Alguns consertos exigiram que eles corressem atrás de material emprestado dos moradores do entorno, como foi o caso da escada que aparece na gravação acima. No entanto, o procedimento inclui  interferir o mínimo possível na rotina das pessoas ao redor e posicionar uma das câmeras para registrar suas reações espontâneas.

Algumas delas são curiosas, como um passante que avisou que a polícia estava a caminho. Neste momento, eles estavam filmando a reposição das pastilhas do piso do viaduto Santa Efigênia. No final, tudo acabou bem, como dá para ver no vídeo abaixo.

As reações ao trabalho do trio são as mais variadas. Moradores frequentemente fazem convites e sugerem intervenções nos seus bairros. Uma pessoa chegou a enviar fotos dos reparos que ela mesma estava realizando. Filipe conta que o Serviços Gerais fez com que ele também passasse a se sentir mais responsável por São Paulo. Rodrigo diz que gosta de saber que mais pessoas pensam a sua relação com a cidade da mesma forma. (Gustavo não participou da conversa pois estava fora, em outras bandas).

Entre bater pregos, limpar estátuas e cortar grama, já foram mais de quarenta ações realizadas. Alguma delas envolvem trabalho braçal, como limpar uma mesa de piquenique, e outras são mais engenhosas, caso do conserto da gangorra da praça Cornélia.

Apesar de se tratar de um trabalho artístico, nenhum elemento novo é adicionado à paisagem. Alguns são até removidos. Eles consideram a retirada de uma grade de contenção de uma árvore, nos Jardins, a coisa mais próxima da subversão que já fizeram nesses três anos. A administração municipal nunca interferiu – nem ajudou.

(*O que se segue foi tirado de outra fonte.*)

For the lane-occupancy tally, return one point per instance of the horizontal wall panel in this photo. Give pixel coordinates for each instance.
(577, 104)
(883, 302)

Nós editamos pouco os vídeos, não é para ser algo divertido de assistir. As pessoas às vezes não consideram arte o que nós fazemos, mas a gente considera porque cada situação só existe ali.

Filipe Machado Rodrigues

Os vídeos já fizeram parte de exposições em Pinheiros, em 2012 e, no início de 2015, em Coimbra, Portugal. O Serviços Gerais foi a primeira experiência de Rodrigo com arte performática, mas já era possível encontrar obras suas pelo espaço urbano antes disso. No projeto Urban Trash Art, o artista construiu esculturas gigantes de material descartado com seu parceiro Pado.

A próxima intervenção não tem data marcada, mas o Serviços Gerais se mantém ativo. Cada ação se estende até a barra vermelha alcançar toda a extensão da preta, no YouTube. Mas fazer a manutenção da cidade é um trabalho contínuo, que não tem fim – nem para eles, nem para nós, nem para a cidade.